Elle était incapable de continuer.

— Je comprends, murmura Geneviève en lui donnant des mouchoirs en papier.

— Voulez-vous que nous fassions une pause ? un café, un verre d’eau ?

— Un verre d’eau oui, je veux bien, dit-elle entre deux sanglots.

Geneviève fit un signe à Sébastien qui sortit. Elle se leva.

— Je suis bien consciente de la pénibilité de cet entretien, mais nous avons une affaire de meurtre à résoudre.

Elle avait sciemment prononcé le mot meurtre pour la tester. Elle décela un affaissement des épaules et Julia se prit la tête entre les mains, puis elle se tourna brusquement vers elle.

— Mais je ne l’ai pas tuée, cria-t-elle.

Sébastien entra au même moment, regardant Geneviève avec interrogation.

— Je n’ai pas dit ça, mademoiselle Ruetsch.

Chacun reprit sa place, Geneviève la laissa boire tranquillement. Elle comprenait qu’elle n’avait pas fini avec son histoire, il fallait la laisser continuer. Julia s’était ressaisie.

— J’ai eu, heureusement une grande chance, c’est d’avoir des parents qui ont tout compris.

Sa voix se cassa. Geneviève se rappela qu’elle les avait perdus tous les deux, dans un accident de voiture.

— Ils m’ont retirée du collège et ont mis en place un enseignement à domicile. Ils ont accepté que je commence un traitement hormonal, car ma puberté semblait précoce et je ne supportais plus mon changement de corps. Quand j’ai atteint dix-huit, ils ont financé la chirurgie. Cela a demandé un an et demi. Pendant cette période je ne me suis quasiment pas montrée en public.

Un silence pesant envahit la pièce. Geneviève laissa s’écouler un moment avant de reprendre.

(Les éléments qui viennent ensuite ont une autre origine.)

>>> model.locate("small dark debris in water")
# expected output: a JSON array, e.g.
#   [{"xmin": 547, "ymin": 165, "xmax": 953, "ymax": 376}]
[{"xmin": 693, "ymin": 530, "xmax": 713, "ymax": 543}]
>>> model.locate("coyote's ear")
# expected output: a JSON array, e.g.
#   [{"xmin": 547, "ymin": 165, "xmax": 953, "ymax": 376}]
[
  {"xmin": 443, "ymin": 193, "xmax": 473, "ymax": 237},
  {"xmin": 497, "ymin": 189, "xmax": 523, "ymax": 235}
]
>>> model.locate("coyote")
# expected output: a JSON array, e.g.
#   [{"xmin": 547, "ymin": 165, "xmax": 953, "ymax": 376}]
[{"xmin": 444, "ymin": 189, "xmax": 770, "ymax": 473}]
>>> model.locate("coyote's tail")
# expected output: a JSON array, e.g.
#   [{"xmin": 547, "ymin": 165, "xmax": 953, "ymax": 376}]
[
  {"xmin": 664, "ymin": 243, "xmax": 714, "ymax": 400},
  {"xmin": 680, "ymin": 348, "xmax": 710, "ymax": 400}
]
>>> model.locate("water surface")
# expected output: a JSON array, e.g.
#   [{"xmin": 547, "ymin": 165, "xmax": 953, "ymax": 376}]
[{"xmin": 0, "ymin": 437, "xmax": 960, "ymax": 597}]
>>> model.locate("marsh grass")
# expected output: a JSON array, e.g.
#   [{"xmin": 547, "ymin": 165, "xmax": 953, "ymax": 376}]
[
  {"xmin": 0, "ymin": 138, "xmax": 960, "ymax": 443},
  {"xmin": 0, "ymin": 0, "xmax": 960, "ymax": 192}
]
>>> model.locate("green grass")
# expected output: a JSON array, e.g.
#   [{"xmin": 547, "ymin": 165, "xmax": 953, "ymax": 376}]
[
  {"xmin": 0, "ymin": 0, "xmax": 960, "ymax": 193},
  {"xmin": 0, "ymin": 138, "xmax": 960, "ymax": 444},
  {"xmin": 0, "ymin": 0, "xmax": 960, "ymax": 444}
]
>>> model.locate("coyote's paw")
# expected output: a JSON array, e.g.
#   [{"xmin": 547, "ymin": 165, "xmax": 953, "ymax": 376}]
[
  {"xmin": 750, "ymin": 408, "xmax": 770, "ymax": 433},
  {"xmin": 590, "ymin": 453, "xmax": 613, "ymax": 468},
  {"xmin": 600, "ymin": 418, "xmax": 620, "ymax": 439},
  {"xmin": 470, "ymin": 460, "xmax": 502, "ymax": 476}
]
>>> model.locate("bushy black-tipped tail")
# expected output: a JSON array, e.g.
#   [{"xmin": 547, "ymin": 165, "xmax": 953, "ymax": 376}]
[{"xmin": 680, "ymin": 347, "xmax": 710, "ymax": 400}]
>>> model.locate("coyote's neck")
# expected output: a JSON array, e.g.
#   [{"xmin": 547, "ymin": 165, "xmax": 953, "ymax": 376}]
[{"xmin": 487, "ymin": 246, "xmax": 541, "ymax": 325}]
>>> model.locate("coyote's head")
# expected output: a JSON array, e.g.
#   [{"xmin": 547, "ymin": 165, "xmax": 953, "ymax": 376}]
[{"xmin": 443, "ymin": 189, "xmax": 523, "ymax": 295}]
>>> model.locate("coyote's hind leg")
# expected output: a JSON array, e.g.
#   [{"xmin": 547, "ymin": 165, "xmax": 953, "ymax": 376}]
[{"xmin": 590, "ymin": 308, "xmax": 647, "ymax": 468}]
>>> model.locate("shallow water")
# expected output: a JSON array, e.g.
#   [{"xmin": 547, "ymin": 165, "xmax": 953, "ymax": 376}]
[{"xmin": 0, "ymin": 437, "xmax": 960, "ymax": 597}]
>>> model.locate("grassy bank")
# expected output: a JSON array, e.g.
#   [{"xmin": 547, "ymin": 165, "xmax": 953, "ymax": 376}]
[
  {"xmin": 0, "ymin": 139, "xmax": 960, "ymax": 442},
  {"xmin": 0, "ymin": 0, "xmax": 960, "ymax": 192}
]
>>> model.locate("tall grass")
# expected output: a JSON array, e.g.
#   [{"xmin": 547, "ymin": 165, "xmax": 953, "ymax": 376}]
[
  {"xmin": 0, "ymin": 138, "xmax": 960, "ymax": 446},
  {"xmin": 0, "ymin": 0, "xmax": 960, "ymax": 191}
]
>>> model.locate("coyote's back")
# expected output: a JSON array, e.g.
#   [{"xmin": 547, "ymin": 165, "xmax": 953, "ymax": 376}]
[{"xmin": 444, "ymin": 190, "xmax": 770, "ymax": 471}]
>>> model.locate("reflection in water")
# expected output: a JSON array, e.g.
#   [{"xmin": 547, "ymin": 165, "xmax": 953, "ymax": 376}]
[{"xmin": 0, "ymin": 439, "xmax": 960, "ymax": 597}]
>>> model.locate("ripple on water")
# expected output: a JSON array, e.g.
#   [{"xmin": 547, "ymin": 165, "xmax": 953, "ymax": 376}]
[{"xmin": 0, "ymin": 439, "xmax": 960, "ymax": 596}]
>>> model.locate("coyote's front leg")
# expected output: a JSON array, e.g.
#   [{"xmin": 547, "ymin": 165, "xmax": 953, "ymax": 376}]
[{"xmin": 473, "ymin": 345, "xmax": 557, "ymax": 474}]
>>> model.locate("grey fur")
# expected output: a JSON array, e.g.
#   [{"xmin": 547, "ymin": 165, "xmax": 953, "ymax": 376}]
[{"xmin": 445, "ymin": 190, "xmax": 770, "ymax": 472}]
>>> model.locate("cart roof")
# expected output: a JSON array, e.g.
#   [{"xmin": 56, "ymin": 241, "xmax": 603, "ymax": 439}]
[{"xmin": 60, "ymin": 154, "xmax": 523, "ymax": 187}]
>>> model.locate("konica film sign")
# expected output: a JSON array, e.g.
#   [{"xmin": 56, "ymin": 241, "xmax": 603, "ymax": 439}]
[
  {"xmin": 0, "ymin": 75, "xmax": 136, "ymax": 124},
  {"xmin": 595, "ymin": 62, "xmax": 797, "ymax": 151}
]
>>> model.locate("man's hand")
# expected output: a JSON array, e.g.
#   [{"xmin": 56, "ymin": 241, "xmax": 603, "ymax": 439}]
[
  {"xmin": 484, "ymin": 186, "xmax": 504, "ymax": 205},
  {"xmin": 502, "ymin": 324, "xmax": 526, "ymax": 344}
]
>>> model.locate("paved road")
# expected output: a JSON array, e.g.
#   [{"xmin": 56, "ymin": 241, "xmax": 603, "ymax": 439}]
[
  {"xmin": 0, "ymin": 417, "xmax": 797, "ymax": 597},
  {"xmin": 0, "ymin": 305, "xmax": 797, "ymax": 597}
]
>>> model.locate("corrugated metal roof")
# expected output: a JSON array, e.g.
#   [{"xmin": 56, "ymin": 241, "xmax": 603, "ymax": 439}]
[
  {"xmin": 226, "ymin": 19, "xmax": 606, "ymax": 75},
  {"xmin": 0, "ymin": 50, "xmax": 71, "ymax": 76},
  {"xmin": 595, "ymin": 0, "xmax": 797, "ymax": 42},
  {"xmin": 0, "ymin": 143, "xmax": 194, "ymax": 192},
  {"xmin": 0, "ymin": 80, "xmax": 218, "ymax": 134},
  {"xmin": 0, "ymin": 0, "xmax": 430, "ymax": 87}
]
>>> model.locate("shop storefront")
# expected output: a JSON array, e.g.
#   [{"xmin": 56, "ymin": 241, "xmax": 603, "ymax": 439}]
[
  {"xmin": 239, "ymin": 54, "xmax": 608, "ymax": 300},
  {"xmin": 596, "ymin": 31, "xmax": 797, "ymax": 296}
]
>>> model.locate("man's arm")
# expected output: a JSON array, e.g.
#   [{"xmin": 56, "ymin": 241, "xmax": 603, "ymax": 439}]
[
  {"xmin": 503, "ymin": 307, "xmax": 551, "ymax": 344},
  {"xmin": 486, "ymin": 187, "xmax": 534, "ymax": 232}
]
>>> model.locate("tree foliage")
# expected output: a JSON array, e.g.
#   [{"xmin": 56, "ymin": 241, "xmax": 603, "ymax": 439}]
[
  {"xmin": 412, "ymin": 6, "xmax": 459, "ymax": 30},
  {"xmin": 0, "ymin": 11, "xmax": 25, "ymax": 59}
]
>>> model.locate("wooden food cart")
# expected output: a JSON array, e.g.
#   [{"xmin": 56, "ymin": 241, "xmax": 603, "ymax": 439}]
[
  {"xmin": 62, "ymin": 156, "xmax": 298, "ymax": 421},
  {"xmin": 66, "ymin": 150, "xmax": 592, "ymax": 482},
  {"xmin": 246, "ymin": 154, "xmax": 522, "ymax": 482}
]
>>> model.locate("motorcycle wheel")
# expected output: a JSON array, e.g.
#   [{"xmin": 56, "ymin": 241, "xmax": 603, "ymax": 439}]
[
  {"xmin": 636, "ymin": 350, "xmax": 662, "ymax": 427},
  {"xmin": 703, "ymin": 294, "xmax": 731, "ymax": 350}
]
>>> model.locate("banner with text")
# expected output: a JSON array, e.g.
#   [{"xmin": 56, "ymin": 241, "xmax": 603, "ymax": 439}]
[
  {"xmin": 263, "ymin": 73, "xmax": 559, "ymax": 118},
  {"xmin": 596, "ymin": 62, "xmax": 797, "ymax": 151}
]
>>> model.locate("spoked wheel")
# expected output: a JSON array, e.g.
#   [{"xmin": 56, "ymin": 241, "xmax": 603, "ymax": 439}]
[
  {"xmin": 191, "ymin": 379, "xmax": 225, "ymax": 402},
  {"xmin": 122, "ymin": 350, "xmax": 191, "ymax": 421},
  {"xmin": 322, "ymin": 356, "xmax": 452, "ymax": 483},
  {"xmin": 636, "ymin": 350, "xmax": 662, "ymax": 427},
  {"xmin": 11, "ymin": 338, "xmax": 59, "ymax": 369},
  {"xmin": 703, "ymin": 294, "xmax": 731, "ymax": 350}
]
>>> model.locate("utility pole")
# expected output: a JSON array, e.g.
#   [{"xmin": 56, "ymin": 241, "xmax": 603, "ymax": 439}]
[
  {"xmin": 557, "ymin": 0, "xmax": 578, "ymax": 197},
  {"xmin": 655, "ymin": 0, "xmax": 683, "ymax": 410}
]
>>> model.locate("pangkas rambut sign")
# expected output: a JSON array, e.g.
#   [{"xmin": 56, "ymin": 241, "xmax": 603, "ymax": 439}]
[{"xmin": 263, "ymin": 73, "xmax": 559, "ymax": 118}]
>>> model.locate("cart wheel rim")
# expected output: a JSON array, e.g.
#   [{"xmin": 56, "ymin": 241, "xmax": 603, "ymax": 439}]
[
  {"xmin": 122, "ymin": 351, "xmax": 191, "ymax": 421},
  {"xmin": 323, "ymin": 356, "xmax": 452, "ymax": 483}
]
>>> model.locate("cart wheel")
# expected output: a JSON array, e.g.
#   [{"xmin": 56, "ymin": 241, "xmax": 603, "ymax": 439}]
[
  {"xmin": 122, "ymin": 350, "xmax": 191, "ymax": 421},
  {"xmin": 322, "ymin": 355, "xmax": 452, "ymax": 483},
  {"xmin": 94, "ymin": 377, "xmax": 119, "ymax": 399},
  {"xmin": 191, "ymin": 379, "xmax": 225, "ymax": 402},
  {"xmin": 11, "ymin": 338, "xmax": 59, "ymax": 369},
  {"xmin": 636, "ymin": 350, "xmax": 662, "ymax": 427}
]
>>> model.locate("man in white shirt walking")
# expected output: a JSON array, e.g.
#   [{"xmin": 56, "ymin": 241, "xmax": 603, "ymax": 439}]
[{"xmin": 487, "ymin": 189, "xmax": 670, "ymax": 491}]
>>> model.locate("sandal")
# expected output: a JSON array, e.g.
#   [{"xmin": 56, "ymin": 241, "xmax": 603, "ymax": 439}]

— Je voudrais maintenant que nous revenions à Léa Baysang. Vous l’avez donc reconnue lorsqu’elle s’est présentée au moulin ?

Julia baissa les yeux.

— Oui, tout de suite, murmura-t-elle.

— Je suppose qu’elle ne vous a pas reconnue.

Julia fit simplement non de la tête.

— Et vous vous êtes comportée comme si de rien n'était ?

L’intéressée resta silencieuse, le regard toujours baissé.

— Si vous voulez, ce qui me gêne, c’est que vous vous êtes comportée comme si vous ne la connaissiez pas. Surtout lorsqu’elle a disparu et que les recherches ont commencé.

Elle restait toujours silencieuse, les larmes réapparurent.

— Mademoiselle Ruetsch ? nous ne pouvons nous contenter de ça, il faut vous expliquer.

Devant son mutisme Geneviève fit un signe à Sébastien.

— Bien ! nous allons vous laisser réfléchir un instant.

Elle demanda à Thomas de venir dans le bureau et ils sortirent. Ils se dirigèrent vers la machine à café. Geneviève se cala les reins contre la table et regarda son lieutenant.

— Alors, qu’est-ce t’en penses ?

Il fit couler un premier café.

— J’avoue que je n’en sais rien, dit-il en lui tendant la tasse. J’ai beaucoup de mal à voir une meurtrière chez cette fille.

Geneviève soupira.

— Moi aussi, mais il est évident qu’elle cache quelque chose.

— Là, je suis d’accord.

Ils se regardèrent.

— La garde à vue ? demanda-t-il

Elle haussa les épaules.

— J’aimerais éviter. C’est quelqu’un de très fragile, tu vois bien.

— Mouais.

Ils finirent leurs tasses en silence, puis regagnèrent le bureau. En se rasseyant, Geneviève constata que Julia semblait s’être reprise.

— Alors, mademoiselle Ruetsch, qu’avez-vous à nous dire ?

Elle inspira fortement.

— C’est vrai que les mauvais souvenirs sont remontés tout de suite et que je me suis rendu compte que je lui en voulais encore beaucoup, mais voilà… c’est tout.

— Pourquoi ne pas nous avoir dit que vous la connaissiez ?

Elle se redressa.

— Parce que vous croyez que c’est facile de parler de tout ça ?

— C’est tout ?

— Oui, finit-elle en se refermant de nouveau dans son mutisme.

Geneviève se recula dans son fauteuil avec un profond soupir. Elle regarda Sébastien qui hocha la tête.

— Mademoiselle Julia Ruetsch, je vous signifie à partir de cet instant que vous êtes en garde à vue, vous avez le droit d’appeler un avocat et de passer un coup de téléphone. Si vous désirez un médecin, nous en ferons venir un.

Sébastien sortit pour appeler Thomas. Julia les regarda tour à tour, l’air affolé.

— Mais pourquoi ? non… vous ne pouvez pas.

Elle restait assise. Geneviève s’approcha.

— Julia, s’il vous plaît.

Elle dévisagea Thomas et, lentement, se leva et le suivit. Tous les regards les suivirent pendant qu’ils traversaient la grande pièce. Geneviève regarda Sébastien.

— C’est ce qu’il fallait faire, lui dit-il.